ALMOST ditto for Grandmaster of Demonic Cultivation. I’m at an exciting scene — various people summoned The Left Arm Demon, I’m not sure what that will turn out to be, but various apprentices are collapsing left and right, and Wei Wuxia leaps in to fill the breach, and … I don’t know! I haven’t had time to find out what happens next! (To be fair, I will read the rest of that particular scene tonight.)

But MOSTLY all that I’m reading now are the Murderbot novellas and bits of the second What If? book by Randall Monroe, which dropped yesterday, by the way, so if you didn’t preorder it, there you go, have a link. It’s just about perfect for reading one short essay and then putting down, so I’m delighted to have it. It couldn’t have hit the shelves at a better time.

I REALLY do not have time to read actual books because (obviously) Tasmakat, and (equally obviously) this dratted General Biology class are taking up my time. I particularly want to focus on Tasmakat and therefore I specifically do not want to get drawn into somebody else’s book.

However, I have no objections to expanding my already huge TBR pile and moving titles up and down the immense virtual stack, so, since I hadn’t yet looked at these romances, let’s look at just a few of them now.

In no order:

`1) When a Scot Ties the Knot by Tessa Dare

September 21, 1808

Dear Captain Logan MacKenzie,

There is but one consolation in writing this absurd letter. And that is that you, my dear delusion, do not exist to read it.

But I run ahead of myself. Introductions first. I am Madeline Eloise Gracechurch. the greatest ninny to every draw breath in England. This will come as a shock, I fear, but you fell deeply in love with me when we did not cross paths in Brighton. And now we are engaged.

I’m instantly drawn in. This is totally charming. also, historical, so that’s a plus. I enjoy epistolary formats. This book offers just snippets of the letters Madeline writes to her fictitious beau. Tessa Dare is very well known, of course. I expect her to be good, and this beginnings suggests that she is. The title is ridiculous. But setting that aside, I like this a lot.

2) Twice Shy by Sarah Hogle

I am up in the clouds now, drumming my fingernails on a countertop.

Outside the window, in an ever-swirling fog, there’s a pink neon sign that spins at an all-the-time-in-the-world tilt, which reads MAYBELL’s COFFEE SHOPE AU. Beneath, with one of the letters blinking out: Open 24 Hours.

My AU (alternate universe) café has taken years to build, the past three months being its busiest season yet. I’ve put up fairy lights and aqua tiles, floppy houseplants and red vinyl booths. A jukebox comes to life whenever I glance its way, spontaneously playing one of my favorite songs.
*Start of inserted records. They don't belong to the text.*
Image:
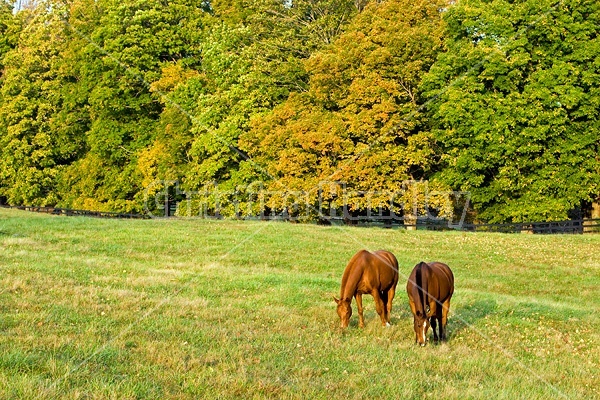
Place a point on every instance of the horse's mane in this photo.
(348, 272)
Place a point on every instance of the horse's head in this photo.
(344, 311)
(421, 325)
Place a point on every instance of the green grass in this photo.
(97, 309)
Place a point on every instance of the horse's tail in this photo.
(422, 286)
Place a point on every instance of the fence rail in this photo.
(70, 212)
(576, 226)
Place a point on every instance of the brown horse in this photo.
(368, 273)
(430, 288)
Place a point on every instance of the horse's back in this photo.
(387, 268)
(445, 278)
(378, 270)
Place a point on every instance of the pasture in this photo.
(176, 309)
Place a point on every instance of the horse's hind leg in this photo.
(444, 321)
(361, 318)
(390, 298)
(433, 322)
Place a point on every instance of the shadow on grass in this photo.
(467, 315)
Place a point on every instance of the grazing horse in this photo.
(430, 287)
(368, 273)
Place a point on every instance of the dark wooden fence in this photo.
(434, 224)
(575, 226)
(71, 212)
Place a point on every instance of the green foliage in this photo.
(359, 122)
(104, 103)
(515, 104)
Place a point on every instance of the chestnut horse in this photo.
(430, 287)
(368, 273)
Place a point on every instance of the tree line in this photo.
(360, 104)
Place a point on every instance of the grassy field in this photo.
(101, 309)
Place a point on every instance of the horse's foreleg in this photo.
(361, 318)
(444, 321)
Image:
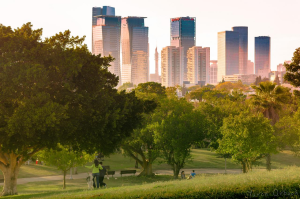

Maybell’s Coffee Shop AU is the most beautiful place I can imagine, and I’ve imagined lots of places.

The fog breaks on cue. I glance up, on high alert, knowing what happens next because it’s happened before a hundred times. A story with a scripted beginning and boundless possibilities for how it might end.

I’m intrigued and baffled. Is this literally an alternate universe? Surely not? And yet? Let me go back to the description on Amazon and take a look …

Maybell Parish has always been a dreamer and a hopeless romantic. But living in her own world has long been preferable to dealing with the disappointments of real life. So when Maybell inherits a charming house in the Smokies from her Great-Aunt Violet, she seizes the opportunity to make a fresh start.

Okay, so she’s daydreaming! This is a fantasy of hers! Okay, good to know. I bet people who read only romance and not fantasy aren’t going to have that Could it be? reaction to the opening. It’s just such a concrete, detailed daydream! I really wasn’t sure.

3) The Best Man by Kristen Higgins

On a beautiful day in June, in front of literally half the town, wearing a wedding dress that made her look like Cindarella and holding a bouquet of perfect pink roses, Faith Elizabeth Holland was left at the altar.

We sure didn’t see that one coming.

Wow, I didn’t see that coming either! I think this is a good opening, but not necessarily inviting. This is a prologue, by the way. I didn’t flip ahead to look at Chapter 1. The prologue is long enough that I just thought fine, let’s start here.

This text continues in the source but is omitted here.